Guardrail Concepts#

The NeMo Guardrails microservice is a high-performance, flexible way to improve the safety, security, and trustworthiness of any LLM-based application. While today’s LLMs incorporate rigorous safety alignment into their pre and post-training phases, there are still instances in which they return unsafe or inappropriate answers. Deploying NeMo Guardrails augments an LLM’s safety-alignment while maintaining the same interface for clients. The following diagram shows an example NeMo Guardrails deployment using the NVIDIA Content Safety NIM to protect an existing application.

Prompt and Response Checking#

You can configure the NeMo Guardrails microservice to perform both prompt and LLM response-checking using the application LLM, NVIDIA NIM microservices, or third-party models.

Using the Application LLM#

Self-checking guardrails use the same LLM as the end-application. These guardrails can be applied on the user input, LLM response, or both. To configure these checks, you provide a text prompt and Python parser function. The prompt asks the application LLM to determine whether the user input and/or LLM response are safe. The parser function processes the response from this prompt, mapping the free-text output of the LLM to a boolean safety assessment.

Using NVIDIA NIM Microservices#

The NeMo Guardrails microservice is closely integrated with several NIM microservices, with pre-configured prompts and parser functions. Rather than using the application LLM, these NIM microservices use smaller models fine-tuned to the task to reduce latency.

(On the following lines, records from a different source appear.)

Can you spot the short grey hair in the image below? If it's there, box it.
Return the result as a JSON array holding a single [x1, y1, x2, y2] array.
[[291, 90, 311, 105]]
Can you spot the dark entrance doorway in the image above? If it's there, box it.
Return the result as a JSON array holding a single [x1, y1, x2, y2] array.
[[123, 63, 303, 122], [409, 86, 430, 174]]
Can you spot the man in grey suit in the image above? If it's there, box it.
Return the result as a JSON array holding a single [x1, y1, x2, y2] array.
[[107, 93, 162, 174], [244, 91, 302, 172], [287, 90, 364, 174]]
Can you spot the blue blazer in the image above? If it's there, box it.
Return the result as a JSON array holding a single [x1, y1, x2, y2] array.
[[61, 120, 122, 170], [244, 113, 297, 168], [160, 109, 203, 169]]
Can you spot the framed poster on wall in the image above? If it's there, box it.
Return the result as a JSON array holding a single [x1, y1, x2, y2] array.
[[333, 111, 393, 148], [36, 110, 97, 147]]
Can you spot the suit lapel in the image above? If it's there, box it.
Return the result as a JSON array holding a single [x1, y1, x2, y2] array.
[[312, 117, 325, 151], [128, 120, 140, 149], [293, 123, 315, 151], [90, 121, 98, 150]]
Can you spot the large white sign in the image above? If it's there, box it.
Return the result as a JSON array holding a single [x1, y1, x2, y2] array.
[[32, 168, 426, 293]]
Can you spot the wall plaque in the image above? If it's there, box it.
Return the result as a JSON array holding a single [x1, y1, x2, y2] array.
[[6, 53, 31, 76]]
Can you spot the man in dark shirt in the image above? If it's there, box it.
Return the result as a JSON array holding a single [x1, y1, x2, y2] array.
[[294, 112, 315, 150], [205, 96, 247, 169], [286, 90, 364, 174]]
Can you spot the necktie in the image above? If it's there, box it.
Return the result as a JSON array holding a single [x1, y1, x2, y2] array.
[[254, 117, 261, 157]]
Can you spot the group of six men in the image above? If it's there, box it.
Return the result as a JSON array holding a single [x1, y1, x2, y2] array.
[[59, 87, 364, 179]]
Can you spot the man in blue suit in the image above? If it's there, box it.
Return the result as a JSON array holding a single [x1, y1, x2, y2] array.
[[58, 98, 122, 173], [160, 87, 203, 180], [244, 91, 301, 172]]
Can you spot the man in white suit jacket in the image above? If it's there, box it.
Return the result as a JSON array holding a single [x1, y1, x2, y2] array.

These microservices provide a low-friction option to deploy protections against the most common threats to safety and security.

Content Safety: This model checks user input and LLM response against 23 categories of unsafe content, and overrides unsafe LLM responses with a safe refusal to answer.
Topic Control: This model prevents multi-turn conversations from veering off-topic over a number of turns.
Jailbreak Detection: This model detects prompt injection and jailbreak attacks against an LLM, which can result in unwanted responses and behavior.

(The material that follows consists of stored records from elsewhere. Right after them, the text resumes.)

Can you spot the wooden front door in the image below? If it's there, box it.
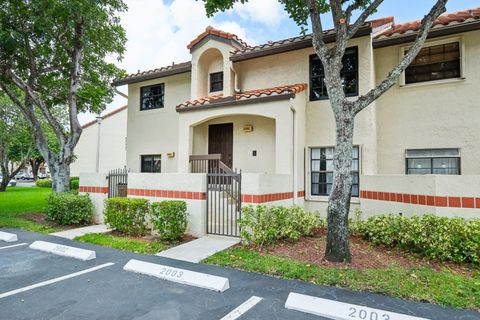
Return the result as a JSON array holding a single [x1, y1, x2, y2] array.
[[208, 123, 233, 169]]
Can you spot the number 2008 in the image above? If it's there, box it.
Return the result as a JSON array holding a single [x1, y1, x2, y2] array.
[[348, 307, 390, 320]]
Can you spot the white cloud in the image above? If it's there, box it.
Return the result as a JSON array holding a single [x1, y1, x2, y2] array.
[[80, 0, 251, 123], [233, 0, 286, 27]]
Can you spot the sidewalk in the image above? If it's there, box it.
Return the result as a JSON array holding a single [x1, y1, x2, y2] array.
[[50, 224, 112, 240], [156, 235, 240, 263]]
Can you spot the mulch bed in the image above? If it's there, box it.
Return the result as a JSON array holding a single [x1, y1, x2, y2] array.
[[251, 230, 474, 275]]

Using Third-Party Models and APIs#

NeMo Guardrails also supports third-party models and APIs. Supported models include AlignScore-based Fact-Checking, Llama Guard Content Moderation, and Sensitive Data Detection using Presidio. Support for third-party APIs also includes AutoAlign, Cleanlab, GCP Text Moderation, Private AI PII Detection, and many others.

Guiding Conversational Flows using Colang#

Colang is a Domain-Specific Language to model conversational flows between a user and chatbot application. You can define a conversational flow using one or more example text-strings. The Colang runtime then uses a three-step workflow.

Determine user intent. Determine the most likely user intent, given the pre-defined list of user intents with example user input.
Determine the next step. If the user-intent matches a dialog flow, this is selected for use in the next step.
Generate LLM response. If a dialog-flow is matched, return one of the corresponding response. If not, use an LLM to generate the response.

Additional Features#

The NeMo Guardrails microservice supports streaming responses, reducing the time-to-first-token for a low-latency user experience.